2020 is almost over, and yet much of our industry still bases calculations of volume, budget threshold and reach on a simple impression basis.
Since 2019, Xaxis Belgium has not been selling campaigns on a CPM (cost-per-thousand impression) basis — except for one or two products living their final hours. Since it’s our heartfelt belief that selling impressions does not mean anything, our display campaigns are sold on a VCPM (viewable CPM) basis and our video campaigns on CPCV (cost per completed view), which provide ways to properly evaluate what impact has been delivered by a campaign.
However, it is still a day-to-day struggle to overcome the reliance on impressions. We are constantly fielding question and comments such as:
- “Could you adapt your reporting to be based on impressions?”
- “Everything should be sold on a classic CPM, it is easier!”
- “I don’t care if it is viewable or brand safe, I check only the number of impressions.”
But what is an impression without a viewability component? It’s merely an ad rendered in a user’s browser thanks to a bit of code. And “rendered” absolutely does not mean “visible.” Viewability is one of the basic fraud checks one should implement in a campaign. The practice of impression stacking is still used by fraudulent publishers and networks.
Premium Doesn’t Mean Viewable
Even from honest and reliable publishers, purchased impressions are not always “visible.” That’s the main reason the viewability rate is so important.
We still have private deals with Belgian publishers that are delivering impressions with a 35% viewability rate, as measured by the MRC standard. This means that among the bought impressions, 65% of them are not made available for at least one second with at least 50% of their display area available for viewing. This is on premium Belgian inventory bought through private deals with established premium publishers. We are not talking about open RTB auctions here.
Without a viewability metric, can we really calculate reach or volume delivered? What is the value of such impressions?
These are the quandaries we are trying to solve by selling impressions on a viewability basis, to give our clients the opportunity to buy only viewable impressions. That way, they will know how many “real” impressions they’ve obtained. They can get an even further assurance by buying according to the GroupM standard, which requires 100% of the ad be in view for at least a second.
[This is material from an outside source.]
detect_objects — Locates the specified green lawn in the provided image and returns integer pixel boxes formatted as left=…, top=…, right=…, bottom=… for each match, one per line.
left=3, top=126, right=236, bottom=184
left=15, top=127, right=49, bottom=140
Sometimes, using VCPM can deliver a startlingly high price. Have you ever tried to convince a client to buy display viewable impressions at a rate of 17€ VCPM — a rate that comes up when viewability is as low as in the example given above? You can try using the argument that this is the cost for Belgian premium impressions bought on quality inventory from premium partners. Confronted with such a large number, though, buyers’ reaction is often: “Wow, you’re damned expensive!” I’ve even had a few clients say, “But how come Facebook is so much cheaper?!” (That’s a different topic, but let’s for now say that Facebook impressions are not equivalent to those on a premium publisher.)
Buying viewable impressions or video-completed views at a VCPM or a CPCV rate gives a more accurate picture of what value a client has actually received. This will allow them to more precisely evaluate the inventory they are being sold.
Shouldn’t we shift entirely to these measures instead of relying on classic impressions? Wouldn’t we be better able to evaluate whether we’re reaching precisely the right level of GRPs, get a more precise idea of advertising impact, if a media buy is based on viewable impressions or complete video views?
On top of all the arguments above, we have a marvelous cookieless future ahead of us. This new situation might force us to rely even more on publishers’ reporting.
Will we be able to move further toward the goal of buying inventory based on real outcomes? Or do we step back and keep focusing on impressions?